[antlr-interest] Limiting tokens selected by lexer in antlr3
Randall R Schulz
rschulz at sonic.net
Mon Jul 16 14:46:02 PDT 2007
On Monday 16 July 2007 14:06, Frederick N. Brier wrote:
> I created a simple parsing grammar, but two of the tokens utilize
> slightly different alphanumeric letters, but one should only be
> selected within one set of parser rules and the rest of the time, the
> other should be generated.
You must think of lexical analysis as a separate (earlier) phase of
processing your input ('cause it is). Lexical analysis is not driven in
a top-down process and has no memory of state or context other than
that implied by each individual lexer rule (after incorporating any
fragments it references).
If you understand the difference between a finite-state automaton and a
push-down automaton, then just realize that lexical analysis is defined
by regular expressions and hence has only the recognizing capability of
a FSA (and in ANTLR is realized by a deterministic finite-state
automaton or DFA) while the parser uses a context-free grammar to
specify the language it accepts and hence has the recognition
characteristics of a push-down automaton.

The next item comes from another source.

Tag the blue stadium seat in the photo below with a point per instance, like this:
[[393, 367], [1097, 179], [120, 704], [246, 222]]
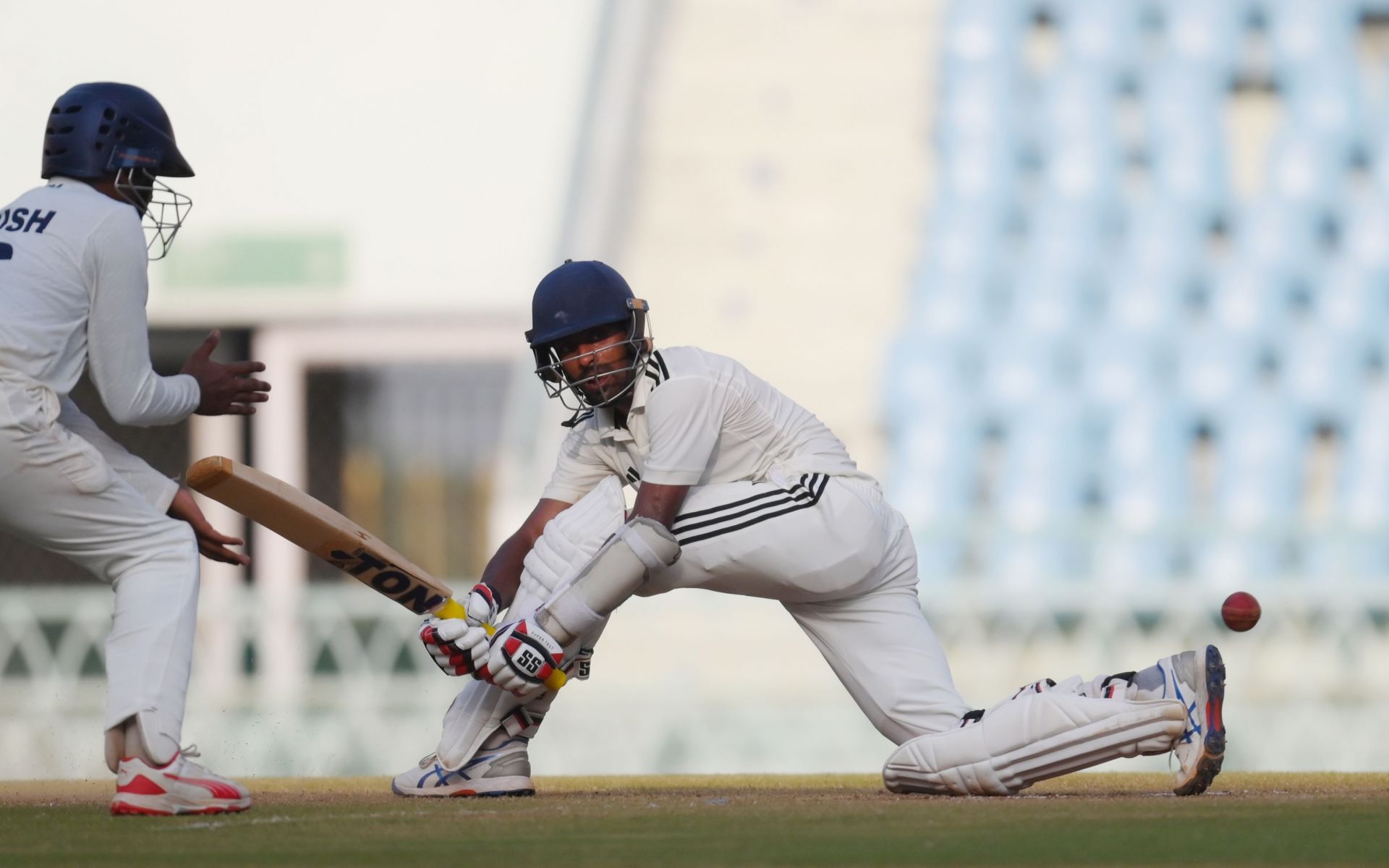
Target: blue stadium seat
[[1363, 492], [961, 243], [1021, 365], [927, 375], [1364, 229], [1351, 297], [1203, 36], [1248, 295], [1144, 474], [1105, 38], [1325, 103], [935, 469], [1050, 297], [1066, 232], [1307, 171], [1042, 477], [1215, 367], [1185, 145], [1120, 367], [1283, 238], [1162, 234], [1145, 300], [1260, 443], [1078, 109], [1324, 370], [1303, 34]]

(ANTLR also has fancy disambiguation capabilities, but none of them help
you with your problem of thinking of the parser as pulling tokens from
the lexer.)
> I am using antlr3. I have read about
> filters and trees, and ASTs, but have gotten pretty confused. How do
> I from a parser rule, tell the lexer to pick one rule over another?
You do not. It just doesn't work that way. There is no communication
from the parser to the lexical analyzer. Information flows only from
the input text into the lexical analyzer and thence to the parser.
> When I exit the rule, it should go back to generating the other
> token.
Again, this is not a proper model of the process of recognizing an input
text using an ANTLR-generated lexical analyzer and parser.
> Please feel free to point me at any documentation or examples
> you know of. Thank you.
You're going to have to rethink how you're analyzing your inputs so that
the lexical analyzer has only the task of partitioning that input into
tokens without regard for the LL grammar rules that will recognize
valid sequences over that token set.